Este movimento a nível mundial formou-se em Portugal após o enorme sucesso da encenação brilhante de Carlos Avilez, referência maior na formação de atores deste país e que desde sempre defendeu a liberdade cultural contra a ditadura salazarista, tendo sido responsável pela construção de peças que iam contra um regime fortemente pautado pelo catolicismo mais conservador, por exemplo através do histórico Auto da Barca do Inferno, no qual o encenador representou o diabo como uma mulher sensual e sinónimo de liberdade, enquanto o anjo personificaria o grotesco e a repressão.

Avilez foi fortemente criticado em Charlotte, porque Marco D’Almeida representava também ele uma personagem trans. Como é por isso possível que este conjunto de “legionários do bacoco” tenha a ousadia de colocar em causa a falta de solidariedade e de sensibilidade de uma figura proeminente da cultura portuguesa, que lutou sempre pela liberdade do palco?

Representar as minorias é representar as suas dores, angústias, lutas, causas, belezas, ideologias, ou seja, representar na sua mais pura definição. O teatro é a representação da realidade, uma imagem do real que não é necessariamente o real.

Vivem-se tempos perigosos, tempos em que estes grupos de “ditadores” da trincheira dos bons costumes destroem a liberdade cultural, minam a mente humana e são eles próprios involuntariamente causadores da segregação e da hostilização da comunidade que afirmam defender.

Desde o início dos tempos, os artistas estiveram na vanguarda da revolução contra os regimes totalitários. Hoje esses filhos da revolução devoram a sua própria revolução.
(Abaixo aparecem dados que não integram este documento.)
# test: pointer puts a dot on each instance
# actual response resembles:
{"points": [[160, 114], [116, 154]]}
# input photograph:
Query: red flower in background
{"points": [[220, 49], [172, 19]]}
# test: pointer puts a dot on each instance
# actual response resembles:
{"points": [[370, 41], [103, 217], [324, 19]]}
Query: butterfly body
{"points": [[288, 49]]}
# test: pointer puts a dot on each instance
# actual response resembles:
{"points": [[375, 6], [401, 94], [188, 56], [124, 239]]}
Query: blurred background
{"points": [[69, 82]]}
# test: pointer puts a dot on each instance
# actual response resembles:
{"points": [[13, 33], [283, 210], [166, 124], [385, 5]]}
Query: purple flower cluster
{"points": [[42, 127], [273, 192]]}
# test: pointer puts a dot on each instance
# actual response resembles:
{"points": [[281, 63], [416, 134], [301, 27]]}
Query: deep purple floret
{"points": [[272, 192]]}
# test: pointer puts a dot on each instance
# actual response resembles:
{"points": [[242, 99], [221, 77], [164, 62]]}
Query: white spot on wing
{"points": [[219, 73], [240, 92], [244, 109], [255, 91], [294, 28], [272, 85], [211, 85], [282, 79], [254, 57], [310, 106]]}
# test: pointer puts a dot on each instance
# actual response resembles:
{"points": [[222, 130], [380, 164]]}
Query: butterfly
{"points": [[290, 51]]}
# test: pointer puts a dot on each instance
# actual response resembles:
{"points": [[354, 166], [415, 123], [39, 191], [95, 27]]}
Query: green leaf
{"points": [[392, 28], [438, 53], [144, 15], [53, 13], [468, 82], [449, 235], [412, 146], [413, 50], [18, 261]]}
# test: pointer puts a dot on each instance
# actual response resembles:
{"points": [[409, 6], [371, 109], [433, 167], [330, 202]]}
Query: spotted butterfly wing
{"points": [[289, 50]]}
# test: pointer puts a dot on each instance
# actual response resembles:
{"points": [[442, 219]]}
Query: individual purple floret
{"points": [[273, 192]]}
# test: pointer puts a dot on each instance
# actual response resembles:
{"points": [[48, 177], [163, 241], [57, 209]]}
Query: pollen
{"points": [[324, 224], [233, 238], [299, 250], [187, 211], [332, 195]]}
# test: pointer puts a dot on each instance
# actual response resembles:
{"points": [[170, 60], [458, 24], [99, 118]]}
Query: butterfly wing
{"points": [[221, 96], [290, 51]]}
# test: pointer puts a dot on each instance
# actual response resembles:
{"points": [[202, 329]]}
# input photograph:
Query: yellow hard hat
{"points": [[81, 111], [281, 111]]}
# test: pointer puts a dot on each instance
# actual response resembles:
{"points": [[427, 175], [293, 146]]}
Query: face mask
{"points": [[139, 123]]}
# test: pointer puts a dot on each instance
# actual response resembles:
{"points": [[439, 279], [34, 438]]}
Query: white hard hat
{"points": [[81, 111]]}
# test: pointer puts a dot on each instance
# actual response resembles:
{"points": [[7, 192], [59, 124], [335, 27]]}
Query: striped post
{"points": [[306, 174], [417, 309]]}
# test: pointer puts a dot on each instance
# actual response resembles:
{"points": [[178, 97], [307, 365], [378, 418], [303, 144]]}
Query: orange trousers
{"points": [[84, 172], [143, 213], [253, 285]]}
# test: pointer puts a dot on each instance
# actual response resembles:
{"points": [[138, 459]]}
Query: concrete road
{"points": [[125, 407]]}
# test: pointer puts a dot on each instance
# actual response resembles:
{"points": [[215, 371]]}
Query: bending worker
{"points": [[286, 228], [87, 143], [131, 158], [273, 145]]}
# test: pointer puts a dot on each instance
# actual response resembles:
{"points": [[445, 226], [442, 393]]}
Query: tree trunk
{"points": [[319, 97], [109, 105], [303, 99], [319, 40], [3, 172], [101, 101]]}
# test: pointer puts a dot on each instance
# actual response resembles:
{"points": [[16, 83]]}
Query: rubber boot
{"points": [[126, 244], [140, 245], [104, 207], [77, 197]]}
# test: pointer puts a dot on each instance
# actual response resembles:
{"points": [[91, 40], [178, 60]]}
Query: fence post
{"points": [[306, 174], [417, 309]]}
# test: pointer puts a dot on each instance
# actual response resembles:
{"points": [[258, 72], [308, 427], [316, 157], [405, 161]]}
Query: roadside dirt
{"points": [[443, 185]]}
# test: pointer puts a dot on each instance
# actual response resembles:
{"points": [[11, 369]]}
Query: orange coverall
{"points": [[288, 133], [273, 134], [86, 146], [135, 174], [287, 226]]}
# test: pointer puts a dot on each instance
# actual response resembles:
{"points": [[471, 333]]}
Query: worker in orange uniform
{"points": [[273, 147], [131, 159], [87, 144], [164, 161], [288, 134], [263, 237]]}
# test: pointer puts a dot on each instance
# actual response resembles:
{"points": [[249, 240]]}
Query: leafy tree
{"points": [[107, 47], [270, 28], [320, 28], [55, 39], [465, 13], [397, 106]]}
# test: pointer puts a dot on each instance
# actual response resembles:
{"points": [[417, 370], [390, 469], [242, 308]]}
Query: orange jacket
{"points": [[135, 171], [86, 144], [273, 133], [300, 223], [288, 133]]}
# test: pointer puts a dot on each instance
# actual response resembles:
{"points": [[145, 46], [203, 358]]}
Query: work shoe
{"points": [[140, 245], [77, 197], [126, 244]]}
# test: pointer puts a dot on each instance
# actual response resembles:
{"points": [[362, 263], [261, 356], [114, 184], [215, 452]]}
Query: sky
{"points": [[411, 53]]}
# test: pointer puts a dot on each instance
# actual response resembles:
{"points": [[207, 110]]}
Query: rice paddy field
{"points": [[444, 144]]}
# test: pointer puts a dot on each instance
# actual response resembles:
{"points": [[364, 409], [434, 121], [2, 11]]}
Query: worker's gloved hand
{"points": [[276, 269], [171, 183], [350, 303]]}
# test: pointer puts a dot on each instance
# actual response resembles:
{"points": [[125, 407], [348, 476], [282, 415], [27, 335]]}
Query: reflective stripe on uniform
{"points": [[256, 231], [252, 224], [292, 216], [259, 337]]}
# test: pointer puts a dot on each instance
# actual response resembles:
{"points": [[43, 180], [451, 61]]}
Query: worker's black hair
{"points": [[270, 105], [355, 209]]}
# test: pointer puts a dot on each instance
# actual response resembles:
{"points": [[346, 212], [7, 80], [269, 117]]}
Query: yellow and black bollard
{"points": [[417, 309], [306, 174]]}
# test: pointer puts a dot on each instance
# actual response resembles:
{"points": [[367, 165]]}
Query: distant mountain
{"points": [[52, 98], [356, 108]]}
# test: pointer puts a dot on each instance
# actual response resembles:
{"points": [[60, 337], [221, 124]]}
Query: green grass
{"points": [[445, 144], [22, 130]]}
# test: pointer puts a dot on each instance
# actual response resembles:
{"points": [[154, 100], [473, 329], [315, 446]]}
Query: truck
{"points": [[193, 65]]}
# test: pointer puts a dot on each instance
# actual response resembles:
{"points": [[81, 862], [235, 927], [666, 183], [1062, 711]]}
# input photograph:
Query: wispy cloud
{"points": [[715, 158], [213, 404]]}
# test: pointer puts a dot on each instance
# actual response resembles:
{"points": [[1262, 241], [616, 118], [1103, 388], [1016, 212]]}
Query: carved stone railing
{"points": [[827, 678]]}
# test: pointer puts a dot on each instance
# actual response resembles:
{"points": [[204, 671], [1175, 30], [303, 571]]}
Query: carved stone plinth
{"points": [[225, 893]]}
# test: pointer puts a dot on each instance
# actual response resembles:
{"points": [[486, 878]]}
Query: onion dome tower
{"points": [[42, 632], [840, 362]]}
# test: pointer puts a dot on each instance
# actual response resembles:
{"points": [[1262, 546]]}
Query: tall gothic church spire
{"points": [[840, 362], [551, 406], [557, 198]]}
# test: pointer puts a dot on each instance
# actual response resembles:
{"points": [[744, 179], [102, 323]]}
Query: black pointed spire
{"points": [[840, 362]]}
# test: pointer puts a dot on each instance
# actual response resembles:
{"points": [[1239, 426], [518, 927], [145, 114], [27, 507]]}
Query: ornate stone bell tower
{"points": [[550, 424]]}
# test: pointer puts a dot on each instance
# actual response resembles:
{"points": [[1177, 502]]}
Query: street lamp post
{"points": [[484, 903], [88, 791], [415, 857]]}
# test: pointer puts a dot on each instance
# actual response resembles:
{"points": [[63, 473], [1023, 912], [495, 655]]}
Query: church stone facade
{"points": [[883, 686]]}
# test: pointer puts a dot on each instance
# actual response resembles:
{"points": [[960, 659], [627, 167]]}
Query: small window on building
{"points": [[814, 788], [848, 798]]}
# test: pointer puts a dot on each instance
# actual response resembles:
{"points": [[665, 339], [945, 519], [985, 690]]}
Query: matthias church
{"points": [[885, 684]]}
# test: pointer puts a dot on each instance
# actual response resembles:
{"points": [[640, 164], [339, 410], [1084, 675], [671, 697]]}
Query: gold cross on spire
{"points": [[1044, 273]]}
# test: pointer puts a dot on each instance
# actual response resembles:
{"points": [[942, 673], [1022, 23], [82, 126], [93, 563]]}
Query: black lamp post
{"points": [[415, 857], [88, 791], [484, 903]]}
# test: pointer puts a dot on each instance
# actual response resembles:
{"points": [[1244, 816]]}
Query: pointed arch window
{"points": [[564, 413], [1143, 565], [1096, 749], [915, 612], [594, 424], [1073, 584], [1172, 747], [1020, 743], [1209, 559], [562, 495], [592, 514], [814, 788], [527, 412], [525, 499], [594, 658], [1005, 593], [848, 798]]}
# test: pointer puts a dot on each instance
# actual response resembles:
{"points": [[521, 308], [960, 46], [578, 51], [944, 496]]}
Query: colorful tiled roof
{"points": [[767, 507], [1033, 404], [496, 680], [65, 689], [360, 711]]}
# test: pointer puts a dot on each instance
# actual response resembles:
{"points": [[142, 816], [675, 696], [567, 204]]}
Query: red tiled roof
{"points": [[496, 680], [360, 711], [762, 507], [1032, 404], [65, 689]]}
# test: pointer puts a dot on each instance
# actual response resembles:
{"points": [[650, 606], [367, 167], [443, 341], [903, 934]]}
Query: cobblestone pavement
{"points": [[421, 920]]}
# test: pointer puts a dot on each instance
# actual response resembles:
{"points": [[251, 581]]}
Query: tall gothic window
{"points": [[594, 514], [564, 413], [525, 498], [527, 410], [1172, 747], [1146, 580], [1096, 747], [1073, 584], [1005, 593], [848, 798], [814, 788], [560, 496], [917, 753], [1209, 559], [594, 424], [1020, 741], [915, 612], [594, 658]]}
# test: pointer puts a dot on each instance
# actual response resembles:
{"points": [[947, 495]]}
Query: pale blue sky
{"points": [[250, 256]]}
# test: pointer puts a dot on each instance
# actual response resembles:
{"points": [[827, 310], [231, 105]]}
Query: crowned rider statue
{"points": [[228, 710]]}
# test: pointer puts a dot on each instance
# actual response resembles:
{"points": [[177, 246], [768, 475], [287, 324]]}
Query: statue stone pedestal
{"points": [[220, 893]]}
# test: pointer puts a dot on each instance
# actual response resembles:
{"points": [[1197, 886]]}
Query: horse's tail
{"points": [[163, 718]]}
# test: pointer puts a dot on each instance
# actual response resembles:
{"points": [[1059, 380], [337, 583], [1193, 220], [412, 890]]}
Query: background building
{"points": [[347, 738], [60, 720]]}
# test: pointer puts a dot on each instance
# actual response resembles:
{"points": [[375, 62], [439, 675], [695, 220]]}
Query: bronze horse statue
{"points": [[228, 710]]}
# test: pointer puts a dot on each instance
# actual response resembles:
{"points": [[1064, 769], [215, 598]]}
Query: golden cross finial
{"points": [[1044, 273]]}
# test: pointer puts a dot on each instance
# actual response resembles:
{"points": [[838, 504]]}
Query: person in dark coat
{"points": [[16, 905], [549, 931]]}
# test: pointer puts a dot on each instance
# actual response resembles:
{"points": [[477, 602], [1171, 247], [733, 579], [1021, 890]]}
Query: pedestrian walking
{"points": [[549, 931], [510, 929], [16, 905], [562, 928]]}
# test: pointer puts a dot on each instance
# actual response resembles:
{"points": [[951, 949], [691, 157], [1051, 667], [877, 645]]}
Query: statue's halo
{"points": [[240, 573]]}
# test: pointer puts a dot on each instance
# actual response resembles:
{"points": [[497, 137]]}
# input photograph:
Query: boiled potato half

Vemos hoje,por isso, alguns dos que costumam apropriar-se do cravo vermelho de abril do lado contrário da trincheira àquele em que o cravo certamente estaria.

Hoje este grupo de totalitaristas retira a poesia da rua, como declamava Sophia e amarra o teatro ao “wokismo” mais bafiento que existe. Estarei sempre ao lado da defesa das minorias e do seu espaço. Estarei sempre na luta contra a segregação, mas jamais compactuarei com a violação da liberdade criativa, em prol da hipocrisia da trincheira do bem. Defenderei sempre, a todo o custo, a salvaguarda do artigo 42.º da constituição.

Afinal de contas, “tudo começou, quando o ator passou a ser ator. Quanto ao limite… apenas há a certeza… de não ser o céu”.